Le juge avait expliqué que l'attaque à la barre de métal était injustifiée et que la légitime défense ne pouvait en aucun cas être évoquée, d'où son verdict de culpabilité pour une accusation moindre de voies de fait simples.

Audience sur la détermination de la peine

Entre-temps, l'audience sur la détermination de la peine de Michael Thériault aura lieu à la fin du mois. Une tierce partie a demandé lundi à y être entendue au nom de la communauté.

Le groupe Black Action Defence Committee souhaite y présenter sa propre déclaration sur l'impact que le passage à tabac de Dafonte Miller a eu sur la communauté noire.

Une telle approche est permise dans le code criminel à la discrétion du juge, mais elle est rare. Ce privilège est généralement accordé aux proches de la victime.

Le groupe BADC évoque l'intérêt public et le fait que Michael Theriault est un policier, même s'il n'était pas en devoir le soir de l'agression contre le jeune Dafonte.

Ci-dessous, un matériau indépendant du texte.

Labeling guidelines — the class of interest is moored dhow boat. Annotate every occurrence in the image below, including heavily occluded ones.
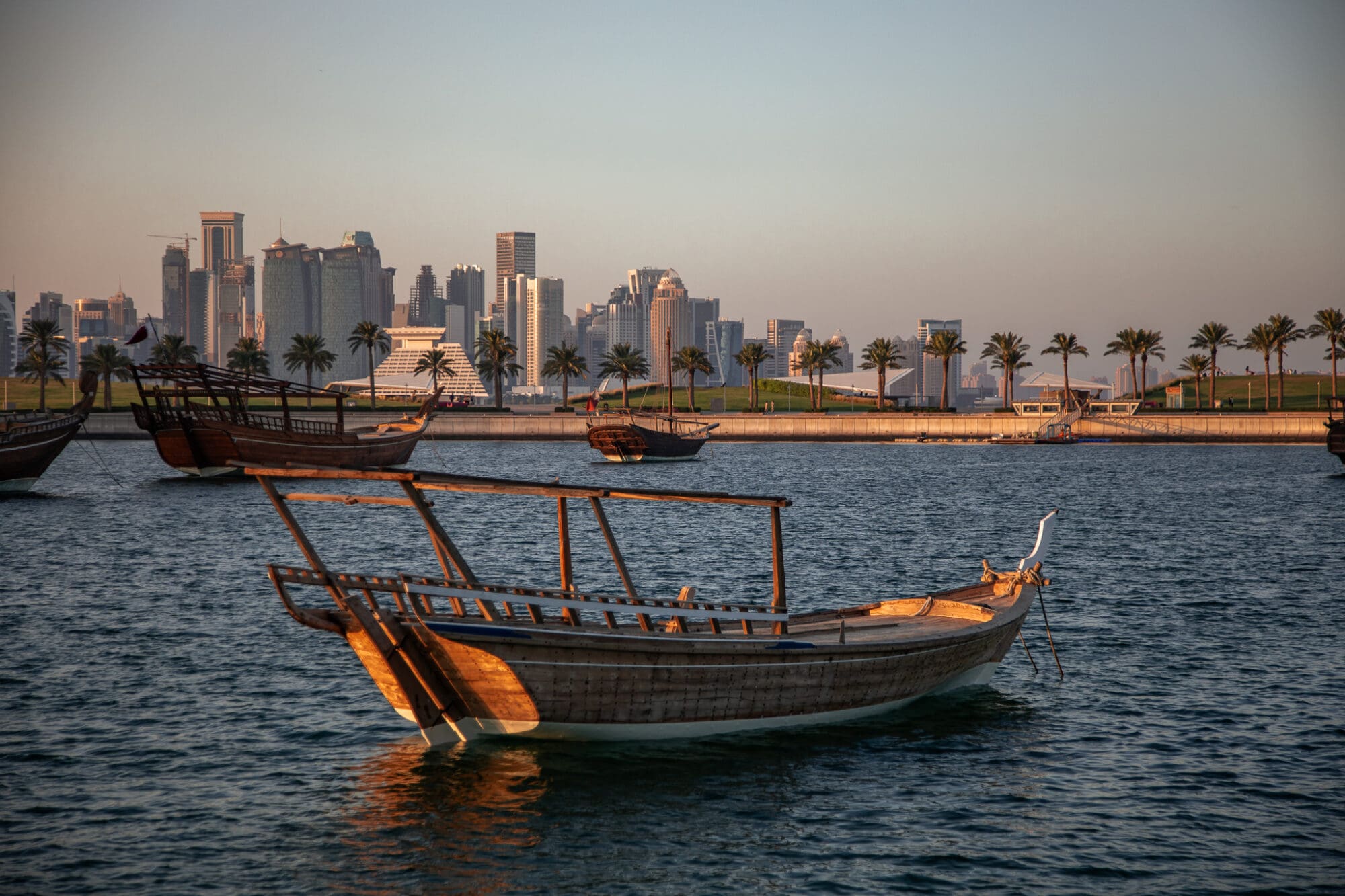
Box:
[130,364,438,477]
[0,370,98,494]
[1326,397,1345,464]
[588,410,720,464]
[247,469,1056,744]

La défense du policier s'y est toutefois opposée, parce qu'elle estime que le juge doit baser sa sentence sur les faits pour lesquels son client a été reconnu coupable et non sur les sentiments de la communauté.

Sketch d'un avocat et d'un juge.

Michael Lacy, avocat de Michael Theriault, et le juge Joseph Di Luca à la Cour d'Oshawa en Ontario.

Photo : Radio-Canada / Pam Davies

Elle a donc demandé à ce que les passages de la déclaration de BADC qui ne concerne pas les événements de décembre 2016 soient caviardés pour ne pas qu'ils soient lus à l'oral lors de l'audience du 25 septembre.

La Couronne suggère plutôt au juge de ne pas tenir compte dans sa sentence des parties de la déclaration qui ne touchent pas directement l'agression de Whitby, comme les arguments que le juge a déjà rejetés lors du procès ou encore les faits qui n'ont pas été prouvés au-delà de tout doute raisonnable.

Le magistrat a mis la question en délibéré.